Death Valley, for instance: one of the most famous geological showpieces in America. But if you managed to look beyond the tourist stuff about bauxite miners and mule trains, what you had there was a freshwater lake, teeming with wildlife and flora, that had gotten cut off from the sea. Over twenty thousand years the lake had dwindled and become more and more saline; the trees and bushes died off and the topsoil washed away, exposing the bedrock, and the lake’s inhabitants were forced to adapt to the salt or die …
His first piece of fiction, a short story, was slight, a tale of a human tribe struggling to survive on the edge of such a lake.
Nods, from the sf enthusiasts in the audience. The Drying.
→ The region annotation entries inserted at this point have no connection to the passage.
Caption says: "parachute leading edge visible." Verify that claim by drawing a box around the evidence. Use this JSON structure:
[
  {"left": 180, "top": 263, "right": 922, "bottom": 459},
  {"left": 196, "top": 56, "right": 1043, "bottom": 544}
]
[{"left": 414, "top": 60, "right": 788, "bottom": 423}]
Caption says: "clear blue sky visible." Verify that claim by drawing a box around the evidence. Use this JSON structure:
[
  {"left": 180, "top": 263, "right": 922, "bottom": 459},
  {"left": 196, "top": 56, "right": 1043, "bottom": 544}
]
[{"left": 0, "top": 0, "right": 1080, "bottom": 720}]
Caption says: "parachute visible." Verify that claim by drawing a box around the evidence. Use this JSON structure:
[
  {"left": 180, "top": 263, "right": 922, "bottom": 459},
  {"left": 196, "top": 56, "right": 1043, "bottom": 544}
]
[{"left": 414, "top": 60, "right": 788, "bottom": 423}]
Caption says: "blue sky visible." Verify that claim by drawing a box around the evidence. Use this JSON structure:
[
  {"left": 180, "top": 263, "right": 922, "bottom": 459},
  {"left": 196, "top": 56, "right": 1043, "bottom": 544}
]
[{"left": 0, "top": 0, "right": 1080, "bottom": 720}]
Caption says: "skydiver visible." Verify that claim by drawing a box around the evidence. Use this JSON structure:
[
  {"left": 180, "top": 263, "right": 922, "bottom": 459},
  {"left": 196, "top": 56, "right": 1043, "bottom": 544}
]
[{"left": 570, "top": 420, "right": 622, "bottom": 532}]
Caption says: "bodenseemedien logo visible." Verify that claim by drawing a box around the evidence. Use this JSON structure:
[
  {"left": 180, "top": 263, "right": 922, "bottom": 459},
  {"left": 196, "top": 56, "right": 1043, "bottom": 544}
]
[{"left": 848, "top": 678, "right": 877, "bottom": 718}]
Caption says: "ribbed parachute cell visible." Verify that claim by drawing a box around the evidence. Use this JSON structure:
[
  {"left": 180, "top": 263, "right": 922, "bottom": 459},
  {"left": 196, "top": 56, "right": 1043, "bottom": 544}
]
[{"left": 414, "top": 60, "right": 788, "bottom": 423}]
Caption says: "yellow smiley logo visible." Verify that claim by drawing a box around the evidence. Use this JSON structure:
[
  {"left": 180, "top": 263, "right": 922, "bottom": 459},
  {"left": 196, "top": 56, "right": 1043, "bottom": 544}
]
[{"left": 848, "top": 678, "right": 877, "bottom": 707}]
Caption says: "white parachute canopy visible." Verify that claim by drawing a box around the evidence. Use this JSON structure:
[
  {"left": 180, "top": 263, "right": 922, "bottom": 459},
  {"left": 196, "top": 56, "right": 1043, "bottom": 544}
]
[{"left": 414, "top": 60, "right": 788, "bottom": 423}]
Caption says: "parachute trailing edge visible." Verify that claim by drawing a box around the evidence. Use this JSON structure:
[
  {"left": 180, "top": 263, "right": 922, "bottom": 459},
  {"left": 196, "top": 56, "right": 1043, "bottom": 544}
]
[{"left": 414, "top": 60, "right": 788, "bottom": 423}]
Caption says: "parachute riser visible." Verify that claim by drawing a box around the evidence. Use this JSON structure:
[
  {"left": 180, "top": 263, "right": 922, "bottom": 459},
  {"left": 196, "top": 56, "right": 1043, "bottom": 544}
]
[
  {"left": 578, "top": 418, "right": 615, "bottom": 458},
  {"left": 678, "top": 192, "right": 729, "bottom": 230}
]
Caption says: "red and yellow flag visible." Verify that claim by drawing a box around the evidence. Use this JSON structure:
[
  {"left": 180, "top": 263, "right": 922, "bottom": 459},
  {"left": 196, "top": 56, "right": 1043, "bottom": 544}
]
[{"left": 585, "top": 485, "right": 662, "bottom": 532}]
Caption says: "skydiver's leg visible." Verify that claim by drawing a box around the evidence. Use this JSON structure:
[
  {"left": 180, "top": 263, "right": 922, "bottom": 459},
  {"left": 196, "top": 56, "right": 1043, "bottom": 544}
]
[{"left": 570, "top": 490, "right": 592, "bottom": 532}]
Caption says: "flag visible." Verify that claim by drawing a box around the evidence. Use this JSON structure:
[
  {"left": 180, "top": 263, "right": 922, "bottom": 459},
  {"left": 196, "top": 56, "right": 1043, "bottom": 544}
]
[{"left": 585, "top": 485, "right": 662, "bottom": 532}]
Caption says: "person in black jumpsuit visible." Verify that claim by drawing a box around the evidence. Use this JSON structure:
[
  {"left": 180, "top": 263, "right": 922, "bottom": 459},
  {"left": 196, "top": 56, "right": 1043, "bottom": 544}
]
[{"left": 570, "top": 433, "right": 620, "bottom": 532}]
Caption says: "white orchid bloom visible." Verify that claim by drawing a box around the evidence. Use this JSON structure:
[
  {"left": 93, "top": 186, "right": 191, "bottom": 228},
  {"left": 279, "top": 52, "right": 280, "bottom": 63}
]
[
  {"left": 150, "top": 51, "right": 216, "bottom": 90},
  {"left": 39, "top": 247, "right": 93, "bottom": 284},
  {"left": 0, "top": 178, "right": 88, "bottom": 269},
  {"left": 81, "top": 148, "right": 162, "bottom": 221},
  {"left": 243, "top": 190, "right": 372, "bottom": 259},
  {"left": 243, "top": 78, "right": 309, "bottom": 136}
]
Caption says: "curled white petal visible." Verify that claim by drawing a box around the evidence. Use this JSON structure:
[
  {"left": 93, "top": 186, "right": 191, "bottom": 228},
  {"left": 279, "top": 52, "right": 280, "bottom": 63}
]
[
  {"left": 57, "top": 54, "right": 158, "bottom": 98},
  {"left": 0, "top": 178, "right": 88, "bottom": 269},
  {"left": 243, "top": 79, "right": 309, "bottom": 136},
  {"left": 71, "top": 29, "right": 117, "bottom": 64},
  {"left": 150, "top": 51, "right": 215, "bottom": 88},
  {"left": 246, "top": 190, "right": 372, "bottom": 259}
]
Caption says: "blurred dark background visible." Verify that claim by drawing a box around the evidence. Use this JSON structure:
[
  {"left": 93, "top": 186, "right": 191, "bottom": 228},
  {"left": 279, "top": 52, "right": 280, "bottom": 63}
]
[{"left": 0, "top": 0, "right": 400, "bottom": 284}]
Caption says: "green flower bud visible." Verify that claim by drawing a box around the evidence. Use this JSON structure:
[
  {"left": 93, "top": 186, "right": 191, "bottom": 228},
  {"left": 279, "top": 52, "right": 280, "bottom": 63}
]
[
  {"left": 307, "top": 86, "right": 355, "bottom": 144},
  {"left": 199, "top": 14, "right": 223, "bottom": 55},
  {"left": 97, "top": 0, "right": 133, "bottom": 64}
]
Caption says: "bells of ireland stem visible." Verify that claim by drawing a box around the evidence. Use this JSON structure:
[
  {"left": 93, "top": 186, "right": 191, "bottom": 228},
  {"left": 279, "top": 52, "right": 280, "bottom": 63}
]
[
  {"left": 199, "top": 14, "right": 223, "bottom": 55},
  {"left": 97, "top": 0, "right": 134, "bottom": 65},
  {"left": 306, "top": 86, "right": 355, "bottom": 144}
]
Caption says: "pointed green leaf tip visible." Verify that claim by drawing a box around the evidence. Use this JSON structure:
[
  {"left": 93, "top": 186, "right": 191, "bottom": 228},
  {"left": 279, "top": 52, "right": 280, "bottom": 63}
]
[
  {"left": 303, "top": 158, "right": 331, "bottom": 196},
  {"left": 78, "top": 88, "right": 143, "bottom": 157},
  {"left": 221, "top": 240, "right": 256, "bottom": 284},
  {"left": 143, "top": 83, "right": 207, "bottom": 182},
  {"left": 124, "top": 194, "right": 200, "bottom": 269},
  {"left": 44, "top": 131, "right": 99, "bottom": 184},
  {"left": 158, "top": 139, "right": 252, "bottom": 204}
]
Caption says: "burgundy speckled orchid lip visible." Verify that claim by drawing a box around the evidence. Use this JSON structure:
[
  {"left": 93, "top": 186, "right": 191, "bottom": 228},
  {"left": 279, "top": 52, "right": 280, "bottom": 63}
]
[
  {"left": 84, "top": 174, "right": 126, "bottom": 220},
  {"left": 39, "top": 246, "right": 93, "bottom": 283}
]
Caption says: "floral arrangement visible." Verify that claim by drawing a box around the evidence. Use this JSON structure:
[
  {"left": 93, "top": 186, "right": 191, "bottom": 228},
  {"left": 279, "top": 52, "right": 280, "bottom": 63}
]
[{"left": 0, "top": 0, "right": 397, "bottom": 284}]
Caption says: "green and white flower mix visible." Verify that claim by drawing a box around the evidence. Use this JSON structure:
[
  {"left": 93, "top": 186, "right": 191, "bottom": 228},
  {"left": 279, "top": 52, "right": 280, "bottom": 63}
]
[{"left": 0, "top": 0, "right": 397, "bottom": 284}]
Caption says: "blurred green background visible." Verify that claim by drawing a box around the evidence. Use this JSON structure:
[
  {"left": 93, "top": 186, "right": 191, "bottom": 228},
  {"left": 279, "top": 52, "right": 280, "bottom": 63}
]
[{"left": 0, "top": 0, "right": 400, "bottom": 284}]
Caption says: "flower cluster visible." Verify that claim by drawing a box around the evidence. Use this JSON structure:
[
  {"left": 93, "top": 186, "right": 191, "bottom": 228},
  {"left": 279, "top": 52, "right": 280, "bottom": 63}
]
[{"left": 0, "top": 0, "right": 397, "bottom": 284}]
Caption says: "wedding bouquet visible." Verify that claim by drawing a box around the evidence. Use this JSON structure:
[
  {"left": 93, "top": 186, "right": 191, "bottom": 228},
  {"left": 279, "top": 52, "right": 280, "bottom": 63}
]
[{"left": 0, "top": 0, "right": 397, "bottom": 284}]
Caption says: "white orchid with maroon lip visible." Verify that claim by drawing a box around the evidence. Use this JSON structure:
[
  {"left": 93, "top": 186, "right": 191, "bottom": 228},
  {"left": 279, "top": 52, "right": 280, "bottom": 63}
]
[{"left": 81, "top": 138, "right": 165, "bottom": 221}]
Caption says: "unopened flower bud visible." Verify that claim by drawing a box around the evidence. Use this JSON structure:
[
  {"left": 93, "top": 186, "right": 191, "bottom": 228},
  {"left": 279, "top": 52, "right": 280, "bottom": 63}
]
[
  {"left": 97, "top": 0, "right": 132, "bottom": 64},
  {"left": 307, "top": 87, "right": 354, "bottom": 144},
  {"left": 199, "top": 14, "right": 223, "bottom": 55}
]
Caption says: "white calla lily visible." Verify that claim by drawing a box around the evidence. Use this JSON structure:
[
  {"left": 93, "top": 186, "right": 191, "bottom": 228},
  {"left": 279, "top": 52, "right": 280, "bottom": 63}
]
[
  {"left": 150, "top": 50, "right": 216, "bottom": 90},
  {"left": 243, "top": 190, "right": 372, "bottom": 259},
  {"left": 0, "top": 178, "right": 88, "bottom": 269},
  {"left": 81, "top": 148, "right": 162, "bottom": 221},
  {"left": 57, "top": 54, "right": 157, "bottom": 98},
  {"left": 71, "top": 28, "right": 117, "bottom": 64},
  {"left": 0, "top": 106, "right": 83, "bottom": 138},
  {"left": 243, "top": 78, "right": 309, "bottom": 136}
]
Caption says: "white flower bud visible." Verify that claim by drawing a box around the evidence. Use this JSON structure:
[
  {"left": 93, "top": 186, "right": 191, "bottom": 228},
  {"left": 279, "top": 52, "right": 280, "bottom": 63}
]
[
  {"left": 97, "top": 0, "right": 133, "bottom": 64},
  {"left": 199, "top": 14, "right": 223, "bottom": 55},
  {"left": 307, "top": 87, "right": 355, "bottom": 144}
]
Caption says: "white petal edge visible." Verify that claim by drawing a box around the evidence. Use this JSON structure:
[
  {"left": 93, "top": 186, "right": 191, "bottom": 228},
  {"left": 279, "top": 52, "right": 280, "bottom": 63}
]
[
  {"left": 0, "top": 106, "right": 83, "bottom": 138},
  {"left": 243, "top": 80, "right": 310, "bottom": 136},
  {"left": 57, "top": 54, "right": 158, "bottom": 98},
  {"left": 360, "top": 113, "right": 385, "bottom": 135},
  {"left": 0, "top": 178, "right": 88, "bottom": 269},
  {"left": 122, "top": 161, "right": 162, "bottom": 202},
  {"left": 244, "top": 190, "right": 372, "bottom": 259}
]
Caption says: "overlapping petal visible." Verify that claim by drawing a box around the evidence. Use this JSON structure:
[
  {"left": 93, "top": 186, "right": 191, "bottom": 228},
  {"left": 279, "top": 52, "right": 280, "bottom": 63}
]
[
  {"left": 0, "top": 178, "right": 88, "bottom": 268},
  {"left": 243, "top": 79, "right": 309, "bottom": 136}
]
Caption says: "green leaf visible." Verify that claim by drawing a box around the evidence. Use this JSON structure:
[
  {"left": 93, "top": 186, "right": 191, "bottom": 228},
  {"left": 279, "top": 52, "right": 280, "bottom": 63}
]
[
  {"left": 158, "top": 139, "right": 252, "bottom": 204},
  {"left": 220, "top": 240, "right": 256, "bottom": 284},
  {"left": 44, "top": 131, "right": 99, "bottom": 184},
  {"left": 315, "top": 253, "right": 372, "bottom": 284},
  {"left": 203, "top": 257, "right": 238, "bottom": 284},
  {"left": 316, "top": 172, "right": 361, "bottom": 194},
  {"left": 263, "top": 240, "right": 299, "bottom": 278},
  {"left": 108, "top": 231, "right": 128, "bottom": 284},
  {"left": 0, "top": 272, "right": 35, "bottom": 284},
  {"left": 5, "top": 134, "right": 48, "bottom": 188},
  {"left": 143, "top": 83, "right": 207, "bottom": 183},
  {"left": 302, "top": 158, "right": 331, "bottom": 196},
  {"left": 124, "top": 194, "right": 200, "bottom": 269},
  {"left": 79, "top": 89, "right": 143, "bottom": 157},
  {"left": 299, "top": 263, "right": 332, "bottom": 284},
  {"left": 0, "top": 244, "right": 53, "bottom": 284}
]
It had won a prize.
The story sold for a couple hundred bucks to one of the science fiction magazines, Jays said he suspected for curiosity over his name alone. A novel, painfully tapped into a primitive word processor, followed soon after. He hadn’t read sf since he was a kid, but now he rediscovered that sense of time and space as a huge, pitiless landscape that had impelled him towards space in the first place.
Are you arguing for a return to space, in your books?
‘I guess so. I think we need to be out there. You don’t need to know much geology to see that … On Earth, in a few thousand years the ice will be back, scraping the whole damn place down to the bedrock again, and I don’t know how we’re proposing to cope with that. And then there are other hazards, further out …’
The next big rock. The dinosaur killer.
‘It’s on its way, maybe wandering in from the Belt right now, with all our names written on it … Or maybe there is some other hazard, waiting out there to bite us. But I’m not propagandizing here. This is just fiction, right? I want your beer money, not your vote.’
Of course, propagandizing was exactly what Jays was doing.